Entering the payments industry is not for the faint-hearted, as it presents a challenging landscape with various barriers that can deter new entrants. These barriers to entry are substantial, encompassing technological, regulatory, and competitive aspects. Understanding and overcoming these challenges are essential for companies aiming to carve a niche in the payments sector.

  1. Regulatory Compliance: The payments industry is subject to a myriad of regulations and compliance requirements imposed by national and international authorities. Obtaining the necessary licenses and adhering to stringent regulatory frameworks can be a time-consuming and costly process. Companies must navigate complex legal landscapes to ensure their operations comply with anti-money laundering (AML), know your customer (KYC), and data protection regulations, among others.

  2. Security and Fraud Prevention: With the rise of digital transactions, ensuring the security of payment systems is paramount. Building robust cybersecurity measures to protect sensitive financial data is a significant barrier. Companies must invest heavily in encryption technologies, fraud detection systems, and continuous monitoring to instill trust among users and comply with industry standards.

  3. Technology Infrastructure: Establishing a reliable and scalable technology infrastructure is a substantial barrier to entry in the payments industry. Developing or integrating sophisticated payment processing systems, ensuring seamless interoperability with various financial institutions, and providing a user-friendly interface demand substantial financial investments and technical expertise.

  4. Network Effects and Partnerships: Existing players in the payments space often benefit from strong network effects. Established payment platforms have already cultivated extensive user bases, merchant networks, and partnerships with banks. New entrants face the challenge of convincing users and merchants to adopt their platform, overcoming the inertia associated with existing, widely accepted payment solutions.

  5. Economies of Scale: Large payment companies enjoy significant economies of scale, allowing them to process transactions at lower costs per unit. New entrants may struggle to compete on pricing, making it challenging to attract users and merchants. Achieving scale is a gradual process that requires substantial investments in infrastructure, marketing, and customer acquisition.

  6. Brand Recognition and Trust: Trust is a critical factor in the payments industry. Established players often benefit from strong brand recognition and a history of reliable service, creating a barrier for new entrants. Building a brand that inspires confidence among users and merchants is a time-consuming process that requires consistent service delivery and effective marketing strategies. Companies with a brand and a consistent customer lead flow has a significant advantage.

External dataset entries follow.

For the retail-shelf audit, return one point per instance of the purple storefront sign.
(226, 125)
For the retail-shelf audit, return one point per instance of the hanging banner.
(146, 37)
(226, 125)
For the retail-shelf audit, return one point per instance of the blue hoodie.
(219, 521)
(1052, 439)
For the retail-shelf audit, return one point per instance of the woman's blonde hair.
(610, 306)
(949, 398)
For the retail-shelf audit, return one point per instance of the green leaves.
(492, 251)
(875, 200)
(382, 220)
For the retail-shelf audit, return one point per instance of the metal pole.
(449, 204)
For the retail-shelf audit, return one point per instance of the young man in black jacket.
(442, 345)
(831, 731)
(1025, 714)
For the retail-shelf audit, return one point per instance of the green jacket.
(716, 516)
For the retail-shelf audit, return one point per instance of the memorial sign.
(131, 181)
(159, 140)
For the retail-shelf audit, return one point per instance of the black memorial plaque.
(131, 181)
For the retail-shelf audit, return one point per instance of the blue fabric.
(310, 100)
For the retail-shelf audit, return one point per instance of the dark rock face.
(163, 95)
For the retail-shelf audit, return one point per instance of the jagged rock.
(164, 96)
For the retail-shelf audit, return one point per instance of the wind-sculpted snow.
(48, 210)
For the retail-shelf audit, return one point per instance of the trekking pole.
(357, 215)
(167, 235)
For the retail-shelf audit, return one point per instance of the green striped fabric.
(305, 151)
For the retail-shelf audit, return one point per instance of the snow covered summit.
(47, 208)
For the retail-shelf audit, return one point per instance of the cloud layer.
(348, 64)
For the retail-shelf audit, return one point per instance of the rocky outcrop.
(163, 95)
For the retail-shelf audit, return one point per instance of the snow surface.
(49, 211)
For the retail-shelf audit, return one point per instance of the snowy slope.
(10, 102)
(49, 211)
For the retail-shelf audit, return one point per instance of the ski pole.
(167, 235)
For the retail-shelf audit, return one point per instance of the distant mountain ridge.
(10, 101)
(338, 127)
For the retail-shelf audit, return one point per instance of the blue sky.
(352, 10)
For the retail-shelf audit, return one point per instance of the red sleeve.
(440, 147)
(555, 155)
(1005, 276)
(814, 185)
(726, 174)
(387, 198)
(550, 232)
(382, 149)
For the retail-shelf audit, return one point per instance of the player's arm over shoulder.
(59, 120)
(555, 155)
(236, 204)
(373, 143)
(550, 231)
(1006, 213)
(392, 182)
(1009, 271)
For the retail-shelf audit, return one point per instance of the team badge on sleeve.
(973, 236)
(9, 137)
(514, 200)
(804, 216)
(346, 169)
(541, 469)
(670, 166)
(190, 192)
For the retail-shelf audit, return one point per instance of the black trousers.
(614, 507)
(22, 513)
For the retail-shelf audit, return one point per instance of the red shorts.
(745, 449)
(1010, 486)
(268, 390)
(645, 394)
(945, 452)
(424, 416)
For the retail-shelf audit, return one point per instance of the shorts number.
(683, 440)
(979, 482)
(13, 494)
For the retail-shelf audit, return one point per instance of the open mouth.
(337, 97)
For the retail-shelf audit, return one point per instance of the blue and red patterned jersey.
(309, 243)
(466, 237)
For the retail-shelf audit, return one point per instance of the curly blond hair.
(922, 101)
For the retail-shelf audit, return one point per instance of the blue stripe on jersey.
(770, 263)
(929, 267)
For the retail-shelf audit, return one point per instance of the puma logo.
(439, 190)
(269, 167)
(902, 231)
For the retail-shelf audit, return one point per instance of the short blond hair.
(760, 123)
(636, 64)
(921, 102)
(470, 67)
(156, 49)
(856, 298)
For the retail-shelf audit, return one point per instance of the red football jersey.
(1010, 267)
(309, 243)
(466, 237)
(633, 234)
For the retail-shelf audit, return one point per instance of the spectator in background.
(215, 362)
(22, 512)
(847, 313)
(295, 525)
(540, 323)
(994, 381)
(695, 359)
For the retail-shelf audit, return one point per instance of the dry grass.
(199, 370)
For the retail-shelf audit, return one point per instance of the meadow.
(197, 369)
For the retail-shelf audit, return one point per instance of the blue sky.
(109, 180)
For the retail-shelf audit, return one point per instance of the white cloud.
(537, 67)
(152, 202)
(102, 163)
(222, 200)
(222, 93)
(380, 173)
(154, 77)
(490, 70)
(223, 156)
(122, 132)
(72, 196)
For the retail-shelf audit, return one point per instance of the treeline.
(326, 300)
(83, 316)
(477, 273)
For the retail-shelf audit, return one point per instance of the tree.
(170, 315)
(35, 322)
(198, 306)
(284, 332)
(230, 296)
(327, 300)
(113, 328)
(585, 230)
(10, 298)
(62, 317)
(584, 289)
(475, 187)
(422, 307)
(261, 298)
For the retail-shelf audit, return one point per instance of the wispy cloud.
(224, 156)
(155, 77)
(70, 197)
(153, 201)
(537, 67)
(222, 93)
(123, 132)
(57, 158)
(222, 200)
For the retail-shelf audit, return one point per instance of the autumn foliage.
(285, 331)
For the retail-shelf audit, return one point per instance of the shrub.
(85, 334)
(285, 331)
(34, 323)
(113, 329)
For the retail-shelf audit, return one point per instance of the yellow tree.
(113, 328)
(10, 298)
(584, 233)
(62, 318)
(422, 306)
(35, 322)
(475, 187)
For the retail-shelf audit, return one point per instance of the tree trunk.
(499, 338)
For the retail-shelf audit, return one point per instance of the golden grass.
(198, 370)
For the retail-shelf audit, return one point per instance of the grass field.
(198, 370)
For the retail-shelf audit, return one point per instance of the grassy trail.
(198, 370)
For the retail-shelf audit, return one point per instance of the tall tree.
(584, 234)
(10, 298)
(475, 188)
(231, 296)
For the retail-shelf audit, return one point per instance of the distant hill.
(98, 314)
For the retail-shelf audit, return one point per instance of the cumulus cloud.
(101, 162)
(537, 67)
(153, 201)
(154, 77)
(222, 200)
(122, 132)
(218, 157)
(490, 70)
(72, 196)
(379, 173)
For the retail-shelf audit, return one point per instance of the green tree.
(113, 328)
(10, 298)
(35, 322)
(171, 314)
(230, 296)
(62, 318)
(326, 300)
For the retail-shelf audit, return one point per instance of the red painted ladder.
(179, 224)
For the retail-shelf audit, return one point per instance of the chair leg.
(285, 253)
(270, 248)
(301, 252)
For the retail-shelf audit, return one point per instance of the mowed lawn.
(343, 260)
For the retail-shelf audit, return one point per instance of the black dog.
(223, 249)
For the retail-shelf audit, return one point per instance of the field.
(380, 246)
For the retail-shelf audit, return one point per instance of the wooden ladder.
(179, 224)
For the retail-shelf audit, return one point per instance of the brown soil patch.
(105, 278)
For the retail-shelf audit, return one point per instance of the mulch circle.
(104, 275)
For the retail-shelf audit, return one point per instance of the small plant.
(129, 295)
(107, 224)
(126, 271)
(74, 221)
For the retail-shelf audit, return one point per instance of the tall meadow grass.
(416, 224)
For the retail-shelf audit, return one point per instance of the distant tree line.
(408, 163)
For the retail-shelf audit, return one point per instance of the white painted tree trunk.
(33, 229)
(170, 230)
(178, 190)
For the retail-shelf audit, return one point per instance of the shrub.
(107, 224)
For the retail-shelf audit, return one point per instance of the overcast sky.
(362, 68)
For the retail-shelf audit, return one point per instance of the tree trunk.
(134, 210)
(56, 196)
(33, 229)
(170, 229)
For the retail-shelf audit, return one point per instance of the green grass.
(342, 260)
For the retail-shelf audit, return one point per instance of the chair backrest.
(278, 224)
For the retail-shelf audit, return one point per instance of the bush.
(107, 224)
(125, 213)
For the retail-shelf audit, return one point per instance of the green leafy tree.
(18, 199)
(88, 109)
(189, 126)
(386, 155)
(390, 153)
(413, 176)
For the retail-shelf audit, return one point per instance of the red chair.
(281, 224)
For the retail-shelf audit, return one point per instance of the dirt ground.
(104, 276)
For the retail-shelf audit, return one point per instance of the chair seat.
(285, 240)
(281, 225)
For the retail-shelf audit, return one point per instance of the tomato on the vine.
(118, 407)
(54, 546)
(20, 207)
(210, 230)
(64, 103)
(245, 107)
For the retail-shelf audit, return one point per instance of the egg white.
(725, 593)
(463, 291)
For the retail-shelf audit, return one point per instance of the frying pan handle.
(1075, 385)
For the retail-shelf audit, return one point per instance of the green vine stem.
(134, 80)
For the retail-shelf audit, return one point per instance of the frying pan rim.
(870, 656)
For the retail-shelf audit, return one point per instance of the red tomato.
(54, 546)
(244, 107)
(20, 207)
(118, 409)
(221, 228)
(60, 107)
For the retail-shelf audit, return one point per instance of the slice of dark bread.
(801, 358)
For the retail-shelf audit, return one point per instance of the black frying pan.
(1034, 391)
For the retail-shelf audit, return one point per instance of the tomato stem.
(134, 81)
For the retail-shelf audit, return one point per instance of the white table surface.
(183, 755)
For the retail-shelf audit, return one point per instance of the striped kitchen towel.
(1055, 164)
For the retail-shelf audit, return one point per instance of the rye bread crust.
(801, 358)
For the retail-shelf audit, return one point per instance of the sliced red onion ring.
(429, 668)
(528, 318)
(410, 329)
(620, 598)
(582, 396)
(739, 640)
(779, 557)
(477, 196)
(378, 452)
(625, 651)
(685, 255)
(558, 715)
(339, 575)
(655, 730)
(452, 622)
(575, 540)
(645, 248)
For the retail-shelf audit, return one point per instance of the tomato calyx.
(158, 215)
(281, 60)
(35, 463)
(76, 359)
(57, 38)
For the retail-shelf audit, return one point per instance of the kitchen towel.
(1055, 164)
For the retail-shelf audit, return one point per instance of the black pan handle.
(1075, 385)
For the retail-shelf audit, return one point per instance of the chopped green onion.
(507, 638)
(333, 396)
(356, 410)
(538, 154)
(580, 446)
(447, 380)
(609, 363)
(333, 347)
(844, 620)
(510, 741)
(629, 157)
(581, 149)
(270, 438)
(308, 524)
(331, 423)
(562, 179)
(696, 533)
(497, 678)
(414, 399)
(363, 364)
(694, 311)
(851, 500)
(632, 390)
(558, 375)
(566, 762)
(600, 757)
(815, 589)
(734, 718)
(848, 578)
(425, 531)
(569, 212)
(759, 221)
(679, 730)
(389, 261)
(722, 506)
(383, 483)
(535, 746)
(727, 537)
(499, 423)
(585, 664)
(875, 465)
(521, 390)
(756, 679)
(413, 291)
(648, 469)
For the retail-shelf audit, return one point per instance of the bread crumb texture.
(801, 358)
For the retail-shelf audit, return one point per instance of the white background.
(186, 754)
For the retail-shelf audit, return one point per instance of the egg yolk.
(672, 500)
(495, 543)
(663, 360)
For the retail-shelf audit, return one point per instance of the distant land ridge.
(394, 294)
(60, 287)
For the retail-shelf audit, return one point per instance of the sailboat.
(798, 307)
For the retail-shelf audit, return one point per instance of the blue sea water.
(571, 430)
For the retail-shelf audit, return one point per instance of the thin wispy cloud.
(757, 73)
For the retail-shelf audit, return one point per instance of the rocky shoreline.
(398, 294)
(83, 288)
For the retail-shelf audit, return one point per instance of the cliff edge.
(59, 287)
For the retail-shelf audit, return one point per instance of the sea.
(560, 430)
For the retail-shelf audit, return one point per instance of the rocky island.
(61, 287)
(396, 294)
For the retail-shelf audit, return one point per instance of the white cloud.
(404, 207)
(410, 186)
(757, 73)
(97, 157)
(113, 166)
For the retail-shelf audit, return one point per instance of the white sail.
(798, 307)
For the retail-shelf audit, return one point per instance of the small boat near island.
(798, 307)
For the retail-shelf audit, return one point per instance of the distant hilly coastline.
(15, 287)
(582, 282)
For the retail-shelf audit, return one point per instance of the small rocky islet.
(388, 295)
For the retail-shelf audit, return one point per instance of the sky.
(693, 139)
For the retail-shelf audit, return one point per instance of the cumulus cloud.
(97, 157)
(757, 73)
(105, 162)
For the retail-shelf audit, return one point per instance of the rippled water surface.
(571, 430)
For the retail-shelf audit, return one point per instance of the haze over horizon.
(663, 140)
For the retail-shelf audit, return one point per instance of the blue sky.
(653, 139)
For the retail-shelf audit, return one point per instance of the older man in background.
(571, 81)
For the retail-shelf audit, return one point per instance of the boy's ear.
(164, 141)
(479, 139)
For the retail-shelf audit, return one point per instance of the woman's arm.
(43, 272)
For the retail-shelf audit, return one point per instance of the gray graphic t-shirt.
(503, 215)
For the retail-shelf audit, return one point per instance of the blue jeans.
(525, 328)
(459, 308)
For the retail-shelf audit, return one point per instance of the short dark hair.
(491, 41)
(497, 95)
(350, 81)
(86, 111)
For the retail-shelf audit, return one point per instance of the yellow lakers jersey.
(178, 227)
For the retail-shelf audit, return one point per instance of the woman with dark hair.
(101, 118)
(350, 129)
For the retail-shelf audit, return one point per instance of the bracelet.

  7. Capital Requirements: The payments industry demands upfront investments in technology, compliance, marketing, and operational infrastructure. New entrants must secure significant capital to compete with established players and navigate the initial stages of low profitability before achieving economies of scale.

  8. Changing Regulatory Landscape: The regulatory environment in the payments industry is dynamic and subject to frequent changes. Keeping abreast of evolving regulations and adapting operations to comply with new requirements poses an ongoing challenge. Companies entering the market need the flexibility and resources to adjust quickly to regulatory shifts.

The payments industry is marked by formidable barriers to entry that require a strategic and comprehensive approach. Overcoming regulatory hurdles, establishing trust, building scalable technology, and navigating competitive landscapes are essential components for new entrants aiming to thrive in this complex and rapidly evolving sector.